Metropolitan Bīshūy (1942- present) accused Mattá al-Maskīn of delivering heretic teachings. Mattá al-Maskīn is supposed to have written that on Pentecost the divine nature of God was united with human nature and that any Christian is equal to Jesus Christ the Son of God.15 Father Basilius strongly opposed these allegations stating; "These alleged writings ascribed to Father Mattá are not documented with reference to a certain publication … Father Mattá didn't say in any of his writings that any Christian is equal to Jesus Christ the Son of God."16

Father Basilius was one of the monks who followed Mattá al-Maskīn into the Monastery of St. Macarius in 1969. He further explains: "If there would be theological differences they should be discussed in the Holy Synod, but this never happened. They use the accusation that someone is heretic to denounce his image. These are rumors. Theological disputes should be discussed in clerical circles and not in public. There are more psychological problems." Mattá al-Maskīn said; "I felt I was late to come to the knowledge of Christ; studying the Bible appeared such a daunting task. In desperation, I asked the Lord to give me either a long life to have enough time to study the Bible well, or enough wisdom to grasp its hidden meanings. In His everlasting generosity, God gave me both."17

Relationship with Pope Shenouda
Amongst the educated students involved in the Sunday School Movement was Nazīr Jayyid, the later Pope Shenouda III. Father Mattá was his confessor and in the introduction to "Intilāq al-rūh" Pope Shenouda names Mattá his spiritual father.

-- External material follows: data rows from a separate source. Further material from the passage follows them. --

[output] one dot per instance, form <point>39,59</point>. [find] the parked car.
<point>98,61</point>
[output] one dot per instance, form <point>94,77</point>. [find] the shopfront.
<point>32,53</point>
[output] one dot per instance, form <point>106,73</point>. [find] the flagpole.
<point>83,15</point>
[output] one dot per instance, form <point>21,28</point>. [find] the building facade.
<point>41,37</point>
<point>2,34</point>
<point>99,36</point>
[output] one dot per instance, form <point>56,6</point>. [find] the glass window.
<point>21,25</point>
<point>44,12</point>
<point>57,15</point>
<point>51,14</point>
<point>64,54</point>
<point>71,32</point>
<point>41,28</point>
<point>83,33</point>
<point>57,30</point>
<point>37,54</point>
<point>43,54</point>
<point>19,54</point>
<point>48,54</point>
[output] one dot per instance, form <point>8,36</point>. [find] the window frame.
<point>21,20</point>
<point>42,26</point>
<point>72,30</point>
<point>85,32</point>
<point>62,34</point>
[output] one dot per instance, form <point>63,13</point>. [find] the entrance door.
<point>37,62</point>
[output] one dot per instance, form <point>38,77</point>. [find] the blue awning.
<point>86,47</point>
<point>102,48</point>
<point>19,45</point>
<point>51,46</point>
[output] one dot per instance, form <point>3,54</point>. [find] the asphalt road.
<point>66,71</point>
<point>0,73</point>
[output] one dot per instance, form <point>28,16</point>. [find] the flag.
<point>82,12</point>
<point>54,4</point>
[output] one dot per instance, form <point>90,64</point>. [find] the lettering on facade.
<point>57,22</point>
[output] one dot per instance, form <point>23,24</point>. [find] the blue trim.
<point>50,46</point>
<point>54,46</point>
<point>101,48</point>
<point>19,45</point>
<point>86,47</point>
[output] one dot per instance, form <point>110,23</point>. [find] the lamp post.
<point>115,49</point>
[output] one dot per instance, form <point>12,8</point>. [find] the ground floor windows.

Both represent modern Coptic history, Pope Shenouda as a church leader and teacher, Father Mattá as the father of the monastic revival. Since Shenouda's pontificate there has been an evident alienation between the two leaders. Pope Shenouda even stated in an interview that there is no relation at all between him and Mattá al-Maskīn.18

Political Involvement During the Sādāt Era
The relationship between Pope Shenouda and President Anwar al-Sādāt deteriorated as the Pope spoke out against perceived discrimination against Copts and essentially cancelled the Easter celebrations in 1980. Finally Sādāt sent him into exile to the Monastery of B?sh?y in Wādī Natrūn.19

Mattá al-Maskīn initially tried to mediate between the two. Pope Shenouda stated in an interview that it was "Father Mattá who appeared and met with Sādāt. People realized that he was with the president against the church."20 Mattá al-Maskīn later told Time Magazine in 1981; "Shenouda's appointment was the beginning of the trouble. The mind replaced inspiration, and planning replaced prayer. For the first years I prayed for him, but I see the church is going from bad to worse because of his behavior.... I can't say I'm happy, but I am at peace now. Every morning I was expecting news of more bloody collisions. Sādāt's actions protect the church and the Copts. They are from God."21

Pope Shenouda III visited the Monastery of St. Macarius in 1996. Mattá al-Maskīn encouraged reconciliation between him and Pope Shenouda in 2000, when he announced, that he would transfer a farm belonging to the Monastery of St. Macarius to the Pope. The farm then became the site for an exclusive, historical meeting between two leaders of the Coptic Church, Father Mattá al-Maskīn and Pope Shenouda III [July 2000].22

Church and State
Mattá al-Maskīn's book 'Al-Kanīsah wa-al-Dawlah' [Church and State], which was published in 1963 remains one of the major points of difference between the Pope and him. Mattá al-Maskīn opposes church interference into politics and emphasizes the personal and spiritual dimension of religion. He stands apart from all political, national and institutional aggression. Church leaders should be role models through prayer and repentance rather than being political activists.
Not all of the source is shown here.